Le Luxembourg, qui avait remporté l'édition 1983, se chargea de l’organisation de l’édition 1984[1].
Ce fut la quatrième et la dernière fois que la télévision luxembourgeoise organisa le concours. RTL rencontra des difficultés afin de trouver un endroit suffisamment vaste et finit par se décider pour le Grand Théâtre où s’était déjà tenu le concours en 1973. La salle ne pouvant accueillir qu’un nombre restreint de spectateurs, les places ne furent disponibles que sur invitation. Ainsi, seuls les invités spéciaux, les représentants de la presse et les délégations étrangères purent prendre place dans le public[2].
Pays participants
Dix-neuf pays participèrent au vingt-neuvième concours.

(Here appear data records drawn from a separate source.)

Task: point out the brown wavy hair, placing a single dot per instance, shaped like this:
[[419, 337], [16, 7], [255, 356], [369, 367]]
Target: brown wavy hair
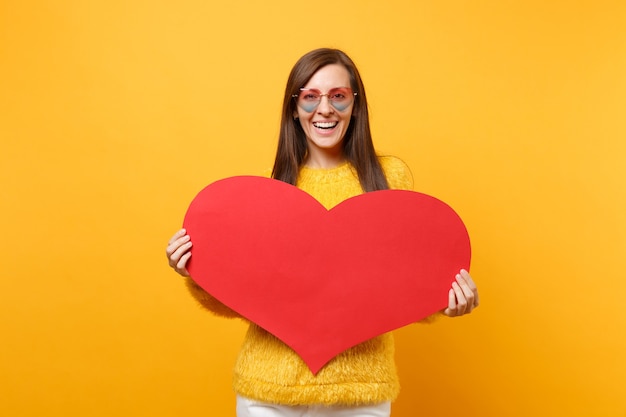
[[358, 147]]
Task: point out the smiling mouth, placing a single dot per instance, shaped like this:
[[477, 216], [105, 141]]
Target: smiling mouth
[[325, 125]]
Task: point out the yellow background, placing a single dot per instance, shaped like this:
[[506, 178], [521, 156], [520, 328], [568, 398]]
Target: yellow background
[[114, 114]]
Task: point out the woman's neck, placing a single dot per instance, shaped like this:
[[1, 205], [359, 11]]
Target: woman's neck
[[324, 160]]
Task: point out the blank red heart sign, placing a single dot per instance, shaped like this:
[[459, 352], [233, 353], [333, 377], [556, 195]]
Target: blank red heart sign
[[323, 280]]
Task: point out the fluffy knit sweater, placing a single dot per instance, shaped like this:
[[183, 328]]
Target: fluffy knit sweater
[[270, 371]]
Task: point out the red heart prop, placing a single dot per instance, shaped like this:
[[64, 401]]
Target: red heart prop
[[322, 280]]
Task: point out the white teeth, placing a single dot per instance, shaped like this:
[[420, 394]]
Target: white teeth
[[325, 125]]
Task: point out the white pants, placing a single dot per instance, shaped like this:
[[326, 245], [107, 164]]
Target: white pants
[[251, 408]]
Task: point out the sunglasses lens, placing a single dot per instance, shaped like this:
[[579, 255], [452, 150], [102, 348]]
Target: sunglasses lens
[[309, 99], [341, 97]]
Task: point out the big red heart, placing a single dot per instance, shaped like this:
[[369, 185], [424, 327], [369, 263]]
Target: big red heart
[[322, 280]]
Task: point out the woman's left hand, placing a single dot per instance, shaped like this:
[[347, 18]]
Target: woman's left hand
[[463, 296]]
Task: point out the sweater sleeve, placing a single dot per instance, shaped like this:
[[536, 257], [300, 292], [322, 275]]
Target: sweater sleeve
[[209, 302], [398, 174], [399, 177]]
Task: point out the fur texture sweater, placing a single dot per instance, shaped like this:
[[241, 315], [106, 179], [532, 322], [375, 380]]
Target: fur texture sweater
[[268, 370]]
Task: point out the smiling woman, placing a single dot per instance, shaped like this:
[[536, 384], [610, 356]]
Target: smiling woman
[[325, 149]]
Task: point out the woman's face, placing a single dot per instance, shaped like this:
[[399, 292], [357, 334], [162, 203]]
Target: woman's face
[[326, 123]]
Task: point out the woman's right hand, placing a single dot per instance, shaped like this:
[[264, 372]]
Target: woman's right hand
[[179, 251]]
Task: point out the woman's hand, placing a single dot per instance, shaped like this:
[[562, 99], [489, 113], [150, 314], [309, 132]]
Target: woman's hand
[[178, 252], [463, 296]]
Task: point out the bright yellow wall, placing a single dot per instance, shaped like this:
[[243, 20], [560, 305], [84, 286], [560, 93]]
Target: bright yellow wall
[[114, 114]]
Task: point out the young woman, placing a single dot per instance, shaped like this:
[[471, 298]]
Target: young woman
[[325, 148]]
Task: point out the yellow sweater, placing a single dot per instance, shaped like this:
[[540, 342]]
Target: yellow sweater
[[268, 370]]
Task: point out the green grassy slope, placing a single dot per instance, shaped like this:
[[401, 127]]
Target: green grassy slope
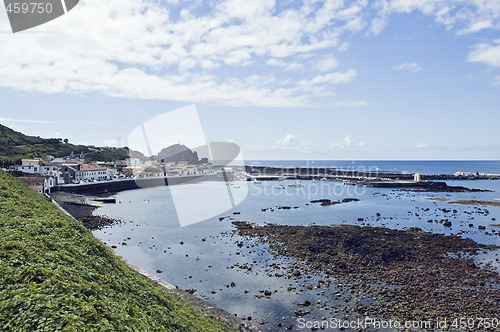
[[54, 275]]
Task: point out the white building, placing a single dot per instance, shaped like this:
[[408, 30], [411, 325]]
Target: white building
[[89, 173], [29, 166], [132, 162]]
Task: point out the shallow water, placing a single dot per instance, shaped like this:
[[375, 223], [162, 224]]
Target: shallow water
[[205, 255]]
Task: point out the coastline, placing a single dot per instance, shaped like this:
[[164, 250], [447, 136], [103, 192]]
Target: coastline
[[76, 207], [378, 272]]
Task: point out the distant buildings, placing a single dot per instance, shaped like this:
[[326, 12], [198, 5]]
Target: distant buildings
[[42, 175]]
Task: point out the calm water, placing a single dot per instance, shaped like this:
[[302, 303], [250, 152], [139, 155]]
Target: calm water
[[161, 231], [406, 166]]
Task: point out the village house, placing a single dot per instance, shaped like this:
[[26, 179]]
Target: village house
[[90, 173], [42, 184]]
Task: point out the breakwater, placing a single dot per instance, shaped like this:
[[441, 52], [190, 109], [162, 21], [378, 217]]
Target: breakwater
[[311, 173]]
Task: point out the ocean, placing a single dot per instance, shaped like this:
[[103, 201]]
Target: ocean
[[186, 231], [403, 166]]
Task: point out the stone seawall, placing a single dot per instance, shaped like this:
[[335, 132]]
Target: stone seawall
[[95, 188]]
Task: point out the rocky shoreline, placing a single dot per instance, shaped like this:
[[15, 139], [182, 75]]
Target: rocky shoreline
[[79, 207], [406, 275]]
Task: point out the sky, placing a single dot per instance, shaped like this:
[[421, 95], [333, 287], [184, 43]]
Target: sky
[[309, 80]]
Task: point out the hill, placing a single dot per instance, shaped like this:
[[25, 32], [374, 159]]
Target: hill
[[15, 145], [57, 276]]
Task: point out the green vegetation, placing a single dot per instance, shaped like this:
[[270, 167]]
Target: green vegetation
[[57, 276], [14, 146]]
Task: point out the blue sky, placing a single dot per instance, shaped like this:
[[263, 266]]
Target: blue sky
[[384, 79]]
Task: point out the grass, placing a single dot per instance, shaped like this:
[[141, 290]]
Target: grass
[[57, 277]]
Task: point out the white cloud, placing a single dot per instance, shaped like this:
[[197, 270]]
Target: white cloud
[[409, 66], [327, 64], [422, 145], [140, 50], [26, 121], [350, 103], [285, 142], [342, 144], [488, 54]]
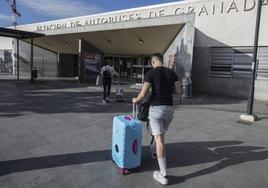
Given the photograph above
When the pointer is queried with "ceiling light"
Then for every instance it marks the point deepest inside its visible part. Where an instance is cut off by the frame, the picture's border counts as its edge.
(108, 40)
(67, 44)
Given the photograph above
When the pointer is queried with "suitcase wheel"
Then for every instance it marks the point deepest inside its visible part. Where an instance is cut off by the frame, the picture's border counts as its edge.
(123, 171)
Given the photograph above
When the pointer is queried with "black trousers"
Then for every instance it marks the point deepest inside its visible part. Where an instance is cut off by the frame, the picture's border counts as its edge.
(106, 88)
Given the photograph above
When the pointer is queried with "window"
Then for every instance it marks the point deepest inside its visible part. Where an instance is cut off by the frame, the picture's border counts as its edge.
(263, 63)
(242, 62)
(231, 62)
(221, 60)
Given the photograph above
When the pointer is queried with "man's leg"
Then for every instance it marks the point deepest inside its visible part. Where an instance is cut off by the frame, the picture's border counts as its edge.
(104, 90)
(109, 87)
(161, 153)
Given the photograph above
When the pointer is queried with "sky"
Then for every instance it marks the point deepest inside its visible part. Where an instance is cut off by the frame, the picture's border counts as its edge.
(33, 11)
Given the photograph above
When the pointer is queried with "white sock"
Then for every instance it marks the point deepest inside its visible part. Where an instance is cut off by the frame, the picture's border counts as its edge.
(162, 165)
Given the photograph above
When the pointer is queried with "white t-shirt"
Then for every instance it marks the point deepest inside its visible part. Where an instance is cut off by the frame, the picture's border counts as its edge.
(110, 69)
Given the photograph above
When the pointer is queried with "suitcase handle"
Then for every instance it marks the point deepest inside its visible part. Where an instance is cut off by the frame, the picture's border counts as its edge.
(134, 111)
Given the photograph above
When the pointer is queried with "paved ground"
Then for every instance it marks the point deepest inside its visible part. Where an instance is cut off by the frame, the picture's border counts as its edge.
(59, 135)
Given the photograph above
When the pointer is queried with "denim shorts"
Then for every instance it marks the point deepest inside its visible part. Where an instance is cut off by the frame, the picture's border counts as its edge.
(160, 118)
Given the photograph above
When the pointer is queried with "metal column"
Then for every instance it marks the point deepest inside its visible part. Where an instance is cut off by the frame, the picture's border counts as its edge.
(31, 60)
(254, 63)
(18, 60)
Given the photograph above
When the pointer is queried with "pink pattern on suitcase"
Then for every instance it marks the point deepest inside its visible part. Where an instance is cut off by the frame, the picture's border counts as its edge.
(129, 118)
(135, 146)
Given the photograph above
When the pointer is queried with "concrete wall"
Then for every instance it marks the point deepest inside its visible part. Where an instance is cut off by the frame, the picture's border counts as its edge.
(44, 60)
(203, 83)
(182, 49)
(5, 43)
(86, 74)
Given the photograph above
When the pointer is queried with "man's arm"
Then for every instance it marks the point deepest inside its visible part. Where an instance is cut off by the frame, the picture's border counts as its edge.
(145, 89)
(114, 72)
(177, 88)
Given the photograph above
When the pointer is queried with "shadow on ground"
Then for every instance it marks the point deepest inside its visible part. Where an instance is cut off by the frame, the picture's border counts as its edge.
(224, 153)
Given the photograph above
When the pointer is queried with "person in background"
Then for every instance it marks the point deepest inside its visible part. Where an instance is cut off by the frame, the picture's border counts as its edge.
(161, 81)
(107, 72)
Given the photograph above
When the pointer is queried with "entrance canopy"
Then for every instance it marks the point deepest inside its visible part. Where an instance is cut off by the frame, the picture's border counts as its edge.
(14, 33)
(145, 36)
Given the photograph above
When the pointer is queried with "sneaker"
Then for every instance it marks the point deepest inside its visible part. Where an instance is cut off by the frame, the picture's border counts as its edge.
(160, 178)
(153, 151)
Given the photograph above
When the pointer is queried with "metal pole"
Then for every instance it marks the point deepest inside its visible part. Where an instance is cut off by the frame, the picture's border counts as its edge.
(31, 60)
(18, 59)
(254, 61)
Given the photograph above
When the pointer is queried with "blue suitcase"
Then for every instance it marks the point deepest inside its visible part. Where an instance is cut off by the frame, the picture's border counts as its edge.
(126, 142)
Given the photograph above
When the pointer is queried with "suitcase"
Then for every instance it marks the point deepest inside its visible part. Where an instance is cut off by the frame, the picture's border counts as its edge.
(127, 142)
(119, 92)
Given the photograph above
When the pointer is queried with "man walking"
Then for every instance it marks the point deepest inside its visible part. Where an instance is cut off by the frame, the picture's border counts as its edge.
(162, 81)
(107, 71)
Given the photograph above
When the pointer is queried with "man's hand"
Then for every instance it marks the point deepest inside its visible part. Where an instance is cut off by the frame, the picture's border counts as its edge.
(134, 100)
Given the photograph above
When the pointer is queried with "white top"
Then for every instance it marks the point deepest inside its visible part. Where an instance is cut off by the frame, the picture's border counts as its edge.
(110, 69)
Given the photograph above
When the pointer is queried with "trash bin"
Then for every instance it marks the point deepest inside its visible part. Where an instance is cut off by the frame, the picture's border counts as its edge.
(186, 87)
(34, 74)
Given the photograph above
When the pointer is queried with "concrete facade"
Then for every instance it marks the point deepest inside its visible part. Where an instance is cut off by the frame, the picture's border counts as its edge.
(217, 23)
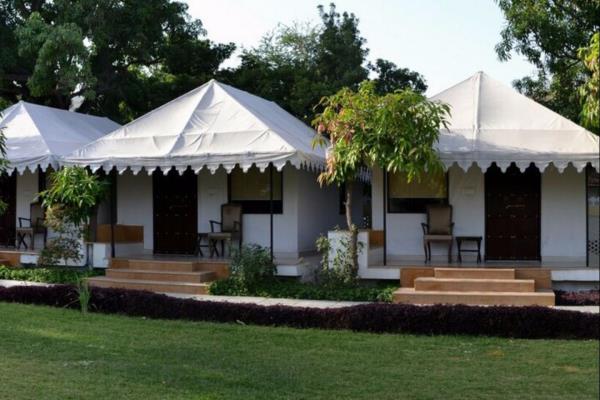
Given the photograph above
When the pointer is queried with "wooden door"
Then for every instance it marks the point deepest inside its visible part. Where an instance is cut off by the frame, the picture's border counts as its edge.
(512, 208)
(175, 199)
(8, 220)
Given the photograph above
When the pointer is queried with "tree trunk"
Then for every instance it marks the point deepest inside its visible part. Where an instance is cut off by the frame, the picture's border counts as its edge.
(353, 231)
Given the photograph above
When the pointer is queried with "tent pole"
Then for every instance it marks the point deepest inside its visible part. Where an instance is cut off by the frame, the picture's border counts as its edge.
(384, 218)
(113, 206)
(271, 207)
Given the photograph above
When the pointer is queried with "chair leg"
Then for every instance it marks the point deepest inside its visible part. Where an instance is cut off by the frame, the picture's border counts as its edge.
(429, 251)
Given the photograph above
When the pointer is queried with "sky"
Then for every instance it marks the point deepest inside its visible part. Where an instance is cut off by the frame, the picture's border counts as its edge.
(445, 40)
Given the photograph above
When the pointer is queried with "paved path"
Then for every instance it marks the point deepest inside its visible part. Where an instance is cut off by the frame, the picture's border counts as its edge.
(10, 283)
(265, 301)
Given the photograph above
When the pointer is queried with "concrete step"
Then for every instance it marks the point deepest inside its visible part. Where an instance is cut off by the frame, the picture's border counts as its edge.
(475, 273)
(474, 285)
(153, 286)
(219, 267)
(411, 296)
(163, 276)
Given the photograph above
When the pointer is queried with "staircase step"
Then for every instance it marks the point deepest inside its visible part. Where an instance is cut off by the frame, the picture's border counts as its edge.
(474, 285)
(150, 285)
(411, 296)
(163, 276)
(159, 265)
(475, 273)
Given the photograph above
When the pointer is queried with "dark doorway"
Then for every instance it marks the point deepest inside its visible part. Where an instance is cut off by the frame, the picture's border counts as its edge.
(512, 209)
(175, 206)
(8, 220)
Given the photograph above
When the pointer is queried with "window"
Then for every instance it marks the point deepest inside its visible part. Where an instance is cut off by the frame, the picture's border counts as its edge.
(593, 216)
(251, 190)
(413, 197)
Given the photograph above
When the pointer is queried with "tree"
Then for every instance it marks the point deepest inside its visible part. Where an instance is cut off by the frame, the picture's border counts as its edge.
(390, 78)
(590, 91)
(119, 58)
(70, 203)
(3, 163)
(395, 132)
(297, 65)
(549, 34)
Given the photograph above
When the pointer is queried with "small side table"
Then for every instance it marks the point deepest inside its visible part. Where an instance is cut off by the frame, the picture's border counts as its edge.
(474, 239)
(201, 242)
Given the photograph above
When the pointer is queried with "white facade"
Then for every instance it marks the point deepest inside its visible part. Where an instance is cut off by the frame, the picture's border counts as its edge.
(308, 210)
(563, 216)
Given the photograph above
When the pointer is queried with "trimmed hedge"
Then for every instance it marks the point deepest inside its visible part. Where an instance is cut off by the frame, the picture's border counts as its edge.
(47, 275)
(513, 322)
(293, 289)
(583, 298)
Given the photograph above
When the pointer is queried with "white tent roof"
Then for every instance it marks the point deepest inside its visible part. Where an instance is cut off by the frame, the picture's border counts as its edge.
(211, 126)
(36, 135)
(491, 122)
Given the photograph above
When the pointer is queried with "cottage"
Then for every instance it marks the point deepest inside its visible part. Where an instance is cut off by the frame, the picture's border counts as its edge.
(36, 136)
(519, 176)
(177, 166)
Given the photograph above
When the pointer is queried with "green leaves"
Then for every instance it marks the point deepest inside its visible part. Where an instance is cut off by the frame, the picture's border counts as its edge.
(548, 33)
(73, 195)
(395, 132)
(61, 59)
(590, 91)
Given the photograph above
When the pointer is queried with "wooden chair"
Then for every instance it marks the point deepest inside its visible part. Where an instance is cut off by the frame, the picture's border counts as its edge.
(438, 228)
(29, 227)
(230, 228)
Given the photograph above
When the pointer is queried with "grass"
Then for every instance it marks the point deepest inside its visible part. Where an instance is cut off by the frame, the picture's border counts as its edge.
(62, 354)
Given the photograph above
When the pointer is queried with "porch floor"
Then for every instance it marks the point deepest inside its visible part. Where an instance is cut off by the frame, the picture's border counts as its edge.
(554, 265)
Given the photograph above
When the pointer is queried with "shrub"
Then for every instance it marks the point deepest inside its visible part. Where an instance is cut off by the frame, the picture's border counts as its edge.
(47, 275)
(584, 298)
(514, 322)
(285, 288)
(251, 266)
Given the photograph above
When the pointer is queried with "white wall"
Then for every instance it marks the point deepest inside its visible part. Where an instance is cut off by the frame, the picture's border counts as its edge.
(27, 188)
(285, 226)
(134, 203)
(563, 215)
(318, 210)
(466, 193)
(212, 193)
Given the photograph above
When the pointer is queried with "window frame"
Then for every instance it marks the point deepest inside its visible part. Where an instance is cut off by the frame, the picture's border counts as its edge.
(409, 205)
(258, 207)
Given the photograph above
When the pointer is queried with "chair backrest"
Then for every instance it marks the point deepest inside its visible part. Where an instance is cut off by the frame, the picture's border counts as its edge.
(439, 219)
(231, 217)
(37, 214)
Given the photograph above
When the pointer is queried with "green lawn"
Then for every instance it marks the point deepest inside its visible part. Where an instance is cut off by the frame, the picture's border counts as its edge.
(48, 353)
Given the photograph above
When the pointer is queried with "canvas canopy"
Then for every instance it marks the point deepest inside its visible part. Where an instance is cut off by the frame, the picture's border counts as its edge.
(37, 135)
(493, 123)
(212, 126)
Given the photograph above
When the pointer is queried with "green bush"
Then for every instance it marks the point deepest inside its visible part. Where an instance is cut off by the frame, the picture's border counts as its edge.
(253, 274)
(292, 289)
(251, 266)
(47, 275)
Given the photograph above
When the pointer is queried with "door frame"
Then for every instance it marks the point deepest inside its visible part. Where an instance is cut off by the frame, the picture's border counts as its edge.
(195, 208)
(485, 218)
(10, 178)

L’Irlande fit son retour et la Grèce se retira de la compétition. Israël avait décidé initialement d'y participer mais dût se retirer, lorsque la date du concours fut fixée le 5 mai, jour de Yom Hazikaron, commémoration nationale annuelle des victimes de guerre israéliennes[2].
L'orchestre prit place dans une fosse, au pied de la scène. Le tableau des votes était situé à gauche. Le pupitre du superviseur fut placé à droite, sous un écran géant. La scène comportait trois podiums de quatre marches. Deux podiums se dressaient de part et d'autre à l'avant et le troisième se dressait au fond et au milieu, délimitant ainsi un espace triangulaire. Les deux podiums avant étaient surmontés d'une arcade comportant deux piliers fixes et quatre piliers mobiles de forme rectangulaire. Le décor était constitué de formes géométriques mobiles : neuf trapèzes (dont trois de couleur rouge), trois carrés (dont un de couleur rouge) et un cercle. Tous ces éléments étaient éclairés de l'intérieur. En outre, quatre caches transparents aux motifs de grille, eux aussi mobiles, permettaient de créer une ligne de fuite dans l'arrière-fond et de le doter ainsi d'une profondeur en trompe-l'œil.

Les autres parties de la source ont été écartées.